Reducing Chemical Inputs in Arid-Climates Through Sustainable Orchard Management

Project Overview

Project Type: Research and Education
Funds awarded in 1998: $261,044.00
Projected End Date: 12/31/2002
Matching Non-Federal Funds: $46,383.00
Region: Western
State: Utah
Principal Investigator:
Schuyler Seeley
Utah State University

Annual Reports


  • Fruits: general tree fruits


  • Crop Production: application rate management
  • Education and Training: demonstration
  • Farm Business Management: whole farm planning
  • Pest Management: botanical pesticides, chemical control


    SUMMARY of Sustainable Orchard Management Systems

    Automatically Reporting Weather Stations (ARWS) have been accumulating data for four years. Arrays of HI/LO weather stations strategically located in orchards have also been accumulating data. These stations were in place for the 1999, 2000, 2001, and 2002 calendar years. The equipment has been incorporated into the various state weather station programs, and information from them will be used in fruit production for years to come. Cooperators in each state have downloaded the HI/LO information monthly and dispatched the information to the Utah State Climate Center. The Utah State Phenology models have been incorporated into a computer software package called Wintree that tracks fruit tree phenology in a fruit tree calendar. The fruit tree calendar begins on the first of September as trees go dormant. The Chill Unit Module tracks the progression of fruit tree development through dormancy and predicts emergence from dormancy. The Anthesis Unit Module tracks the progression of bud development and growth through full bloom. After full bloom the Apple Sizing and Foliation Unit Modules estimate fruit and shoot growth and development during spring. During summer, a Photosynthesis Unit Module tracks tree growth, development, and relative photosynthate production. Insect, disease, and fruit growth models added to the phenological fruit tree calendar provide accurate prediction of insect and disease activity for scouting purposes. Predictive information for the common insects and diseases in the intermountain area give hobby, part-time, and full-time orchardists information that can help them in pin-pointing their protection efforts and reduce chemical use. The data have been archived in the Utah Climate Center Database and are available* at, click on Interstate Orchard Project.
    *Computer hackers virally infected the Utah Climate Center Computers in the spring of 2001 and reduced them to virtual rubble. Archived historical and current weather data were not destroyed, but programs that processed the data were. Various attempts to get the programs back up and running have not yet been successful. To replace the role of the Utah Climate Center in the Sustainable Orchard Management Program and to make the program dispensable to the states and give them control now and after the termination of this project, we (James Frisby) produced computer programs for the Campbell Scientific Dataloggers used in the project. These programs have been distributed to collaborators on CD with instructions. With these programs, researchers and farmers in each state are able to download the raw data and run the programs to determine chill units, phenological dates, fruit sizing, and insect and disease prediction and susceptibility. This allows them the ability to control their exposure to Internet problems and educates them to do the job on their own.
    A program status meeting with cooperators from the various states involved was held on November 2, 2001 at Utah State University.
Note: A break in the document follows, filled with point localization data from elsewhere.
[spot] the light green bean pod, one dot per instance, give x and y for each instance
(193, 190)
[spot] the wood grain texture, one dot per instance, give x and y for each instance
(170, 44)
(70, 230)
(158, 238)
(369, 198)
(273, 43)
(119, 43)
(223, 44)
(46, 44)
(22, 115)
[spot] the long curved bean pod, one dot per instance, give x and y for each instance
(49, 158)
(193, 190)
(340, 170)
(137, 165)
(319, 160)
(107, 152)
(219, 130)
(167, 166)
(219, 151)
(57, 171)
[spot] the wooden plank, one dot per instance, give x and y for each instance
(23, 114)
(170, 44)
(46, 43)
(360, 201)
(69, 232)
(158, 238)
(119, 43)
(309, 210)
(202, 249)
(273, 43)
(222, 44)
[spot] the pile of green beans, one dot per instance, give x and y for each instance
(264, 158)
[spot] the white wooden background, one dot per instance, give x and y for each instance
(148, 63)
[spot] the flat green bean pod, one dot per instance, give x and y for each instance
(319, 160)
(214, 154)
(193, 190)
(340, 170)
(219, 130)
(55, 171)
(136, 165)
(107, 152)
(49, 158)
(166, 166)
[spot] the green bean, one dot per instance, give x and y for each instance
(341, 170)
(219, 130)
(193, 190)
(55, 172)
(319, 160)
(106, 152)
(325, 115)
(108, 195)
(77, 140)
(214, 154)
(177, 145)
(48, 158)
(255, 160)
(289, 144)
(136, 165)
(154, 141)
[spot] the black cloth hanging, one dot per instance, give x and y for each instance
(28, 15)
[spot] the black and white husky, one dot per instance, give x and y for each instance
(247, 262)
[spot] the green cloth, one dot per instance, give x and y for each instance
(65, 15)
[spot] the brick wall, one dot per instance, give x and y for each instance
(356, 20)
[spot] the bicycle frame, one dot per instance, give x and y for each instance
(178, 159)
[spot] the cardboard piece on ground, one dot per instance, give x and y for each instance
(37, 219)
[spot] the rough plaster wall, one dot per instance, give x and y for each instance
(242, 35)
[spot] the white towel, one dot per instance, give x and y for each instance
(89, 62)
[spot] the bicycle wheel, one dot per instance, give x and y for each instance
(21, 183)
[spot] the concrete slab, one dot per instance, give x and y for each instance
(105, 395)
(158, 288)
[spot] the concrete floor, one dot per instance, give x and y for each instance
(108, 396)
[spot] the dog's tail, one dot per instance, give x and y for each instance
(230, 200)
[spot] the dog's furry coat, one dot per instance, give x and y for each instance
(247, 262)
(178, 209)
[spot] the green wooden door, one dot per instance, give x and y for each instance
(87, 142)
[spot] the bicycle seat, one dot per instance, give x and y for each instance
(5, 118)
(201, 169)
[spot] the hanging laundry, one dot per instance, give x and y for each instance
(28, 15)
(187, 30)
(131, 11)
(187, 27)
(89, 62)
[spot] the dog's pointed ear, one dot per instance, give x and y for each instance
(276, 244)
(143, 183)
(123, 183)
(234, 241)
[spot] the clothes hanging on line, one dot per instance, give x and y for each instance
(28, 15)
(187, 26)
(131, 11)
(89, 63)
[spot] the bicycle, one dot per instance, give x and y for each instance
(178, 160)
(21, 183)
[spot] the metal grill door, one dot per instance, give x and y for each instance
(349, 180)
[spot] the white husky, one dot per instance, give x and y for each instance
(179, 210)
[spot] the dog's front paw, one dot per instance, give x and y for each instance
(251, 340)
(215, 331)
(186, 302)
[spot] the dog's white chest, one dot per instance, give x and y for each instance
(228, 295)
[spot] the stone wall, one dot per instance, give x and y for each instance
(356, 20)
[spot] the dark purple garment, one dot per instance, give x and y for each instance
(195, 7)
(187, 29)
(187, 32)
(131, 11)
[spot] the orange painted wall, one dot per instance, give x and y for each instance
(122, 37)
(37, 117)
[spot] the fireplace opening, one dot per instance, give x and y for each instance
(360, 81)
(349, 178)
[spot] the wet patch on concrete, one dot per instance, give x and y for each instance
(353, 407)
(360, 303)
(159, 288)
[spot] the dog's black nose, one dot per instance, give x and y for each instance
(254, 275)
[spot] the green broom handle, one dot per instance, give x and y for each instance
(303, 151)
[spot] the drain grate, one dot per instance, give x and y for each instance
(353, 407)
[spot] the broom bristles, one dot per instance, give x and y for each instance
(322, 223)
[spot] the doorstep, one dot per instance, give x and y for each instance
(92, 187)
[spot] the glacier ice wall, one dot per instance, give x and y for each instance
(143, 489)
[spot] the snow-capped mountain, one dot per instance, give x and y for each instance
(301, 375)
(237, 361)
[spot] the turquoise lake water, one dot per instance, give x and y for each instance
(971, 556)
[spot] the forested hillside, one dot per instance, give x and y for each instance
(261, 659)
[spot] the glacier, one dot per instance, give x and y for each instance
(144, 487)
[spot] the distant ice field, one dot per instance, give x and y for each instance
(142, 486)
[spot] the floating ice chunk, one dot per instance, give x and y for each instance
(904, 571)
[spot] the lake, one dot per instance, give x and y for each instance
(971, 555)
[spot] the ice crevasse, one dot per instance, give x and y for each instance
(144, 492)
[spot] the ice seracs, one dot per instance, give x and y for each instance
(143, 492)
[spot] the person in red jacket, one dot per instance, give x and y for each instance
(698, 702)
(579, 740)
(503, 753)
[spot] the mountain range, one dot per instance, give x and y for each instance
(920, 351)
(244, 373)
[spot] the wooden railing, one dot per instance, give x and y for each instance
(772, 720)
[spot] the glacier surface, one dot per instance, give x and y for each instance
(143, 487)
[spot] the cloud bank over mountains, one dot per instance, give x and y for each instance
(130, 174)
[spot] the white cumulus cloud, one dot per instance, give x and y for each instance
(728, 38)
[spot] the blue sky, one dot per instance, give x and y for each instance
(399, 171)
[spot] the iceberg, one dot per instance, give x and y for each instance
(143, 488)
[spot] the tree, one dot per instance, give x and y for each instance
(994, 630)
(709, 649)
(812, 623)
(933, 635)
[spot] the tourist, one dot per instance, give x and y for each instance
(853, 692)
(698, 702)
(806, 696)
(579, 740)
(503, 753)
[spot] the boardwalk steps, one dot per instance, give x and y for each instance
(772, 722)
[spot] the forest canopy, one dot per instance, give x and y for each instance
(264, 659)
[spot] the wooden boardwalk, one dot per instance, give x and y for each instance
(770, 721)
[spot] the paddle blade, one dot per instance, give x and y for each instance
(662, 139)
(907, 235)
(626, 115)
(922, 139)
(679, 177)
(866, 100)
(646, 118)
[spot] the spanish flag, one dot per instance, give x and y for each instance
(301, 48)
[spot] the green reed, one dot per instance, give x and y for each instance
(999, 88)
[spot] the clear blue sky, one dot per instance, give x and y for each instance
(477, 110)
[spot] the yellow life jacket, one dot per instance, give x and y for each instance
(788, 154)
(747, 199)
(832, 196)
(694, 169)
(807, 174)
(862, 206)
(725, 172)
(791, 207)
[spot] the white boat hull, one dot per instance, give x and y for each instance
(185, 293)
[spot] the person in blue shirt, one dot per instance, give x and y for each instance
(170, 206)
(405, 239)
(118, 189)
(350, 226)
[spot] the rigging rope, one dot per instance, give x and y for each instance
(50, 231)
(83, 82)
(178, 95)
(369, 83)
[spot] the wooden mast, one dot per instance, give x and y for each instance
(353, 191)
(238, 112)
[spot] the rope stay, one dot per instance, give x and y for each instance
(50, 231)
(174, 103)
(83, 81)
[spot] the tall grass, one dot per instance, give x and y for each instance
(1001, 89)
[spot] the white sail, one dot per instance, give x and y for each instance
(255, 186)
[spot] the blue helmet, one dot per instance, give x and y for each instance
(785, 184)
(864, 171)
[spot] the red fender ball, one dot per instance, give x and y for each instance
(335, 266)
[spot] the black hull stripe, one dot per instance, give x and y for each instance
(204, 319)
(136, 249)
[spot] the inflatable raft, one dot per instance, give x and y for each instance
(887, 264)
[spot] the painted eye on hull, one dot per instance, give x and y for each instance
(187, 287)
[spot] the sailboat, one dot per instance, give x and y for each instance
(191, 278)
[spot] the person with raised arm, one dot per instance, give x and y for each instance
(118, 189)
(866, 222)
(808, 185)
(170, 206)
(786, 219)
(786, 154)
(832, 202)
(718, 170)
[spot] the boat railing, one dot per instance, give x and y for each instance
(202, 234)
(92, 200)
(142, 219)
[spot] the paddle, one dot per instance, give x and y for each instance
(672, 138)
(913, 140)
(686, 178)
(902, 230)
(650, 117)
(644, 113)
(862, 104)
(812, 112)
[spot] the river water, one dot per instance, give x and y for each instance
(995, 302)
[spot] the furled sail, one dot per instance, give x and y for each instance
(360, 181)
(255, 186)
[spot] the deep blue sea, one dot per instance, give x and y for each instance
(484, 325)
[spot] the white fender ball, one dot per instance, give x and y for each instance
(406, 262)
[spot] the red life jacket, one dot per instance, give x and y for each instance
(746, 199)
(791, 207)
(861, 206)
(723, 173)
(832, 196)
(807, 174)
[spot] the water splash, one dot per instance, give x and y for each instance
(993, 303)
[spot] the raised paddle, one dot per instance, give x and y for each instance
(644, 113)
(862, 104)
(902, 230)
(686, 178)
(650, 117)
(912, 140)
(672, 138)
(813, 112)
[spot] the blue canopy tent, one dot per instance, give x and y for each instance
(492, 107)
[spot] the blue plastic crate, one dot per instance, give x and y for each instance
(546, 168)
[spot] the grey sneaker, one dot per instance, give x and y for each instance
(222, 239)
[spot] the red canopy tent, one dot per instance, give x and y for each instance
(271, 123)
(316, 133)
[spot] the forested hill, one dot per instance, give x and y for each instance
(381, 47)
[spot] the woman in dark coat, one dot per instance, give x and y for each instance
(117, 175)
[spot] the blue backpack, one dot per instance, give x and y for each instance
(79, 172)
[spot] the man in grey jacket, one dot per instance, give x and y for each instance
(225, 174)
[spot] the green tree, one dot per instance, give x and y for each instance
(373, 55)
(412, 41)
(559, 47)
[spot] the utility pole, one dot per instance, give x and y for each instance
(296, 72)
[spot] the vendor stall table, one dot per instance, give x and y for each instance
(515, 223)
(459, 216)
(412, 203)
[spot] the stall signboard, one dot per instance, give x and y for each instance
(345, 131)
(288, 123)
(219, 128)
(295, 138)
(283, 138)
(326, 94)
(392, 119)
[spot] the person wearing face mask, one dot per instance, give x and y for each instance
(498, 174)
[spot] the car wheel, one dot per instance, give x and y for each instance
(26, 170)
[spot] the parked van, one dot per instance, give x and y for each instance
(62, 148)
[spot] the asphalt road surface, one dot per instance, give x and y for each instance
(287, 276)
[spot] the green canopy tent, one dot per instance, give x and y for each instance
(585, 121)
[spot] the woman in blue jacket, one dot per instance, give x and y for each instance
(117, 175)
We spent one day talking about our programs, distributing the most current program versions, and talking about results in 2001, and planning for the 2002 year. We also talked about other possible cooperative endeavors to serve the intermountain fruit production industry. A proposal was submitted to the Community/University Research Initiative in Utah and it was funded to help fruit growers monitor irrigation applications more closely to reduce water usage. The program will operate during 2002 and 2003. A booklet on irrigation strategy in drought situations will be produced and growers will receive Watermark blocks and readers so that they can learn to monitor their soil water levels more accurately.

    Project objectives:

    OBJECTIVES Sustainable Orchard Management Systems

    1. Develop an arid climate Sustainable Orchard Management (SOMS) Handbook/Calendar/Tool Kit to educate IPM inclined growers in horticultural association meetings, workshops, and mentor/grower relationships.
    2. Develop a climate center generated, climatically databased, electronic SOMS Calendar based on presently available phenology calendars for arid climate orchards.
    3. Develop mentoring of SOMS inclined orchardists via this program, extension fruit agents, and IPM growers.

    Any opinions, findings, conclusions, or recommendations expressed in this publication are those of the author(s) and do not necessarily reflect the view of the U.S. Department of Agriculture or SARE.